Tuesday, 31 July 2012

The trial of Simon Walsh at Kingston Crown Court

This report is dependent on the live-tweeting from inside the courtroom by solicitor Myles Jackman (who represents the defendant) and academic sex-researcher Alex Dymock. Follow them for further updates.

Simon Walsh, barrister and alderman of the City of London, was arrested at work in April last year. It is not clear why. As a result of the arrest he was sacked from his position on the London Fire Authority. The arrest has also inevitably had serious repercussions for his legal career. Although Walsh admitted to the police that he had an interest in "BDSM, coprophilia and urethral sounding" (of which more anon), he doesn't seem to have been unusually obsessed by violent pornography. According to Myles Jackman, none was found on either his work or home computers. But he had been sent something by email. And that was enough for the Crown Prosecution Service to think it worthwhile putting him on trial at Kingston Crown Court.

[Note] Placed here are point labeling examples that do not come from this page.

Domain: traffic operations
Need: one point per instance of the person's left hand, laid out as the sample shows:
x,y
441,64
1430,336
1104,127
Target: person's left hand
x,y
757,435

Walsh is being charged with several counts of possessing extreme pornography under the notorious s63 of the 2008 Criminal Justice and Immigration Act. This makes it illegal to possess (and looking at something on a website technically counts as possession) any pornographic image depicting animals, dead bodies or "an act which results, or is likely to result, in serious injury to a person's anus, breasts or genitals." I've written about this illiberal piece of legislation on several previous occasions.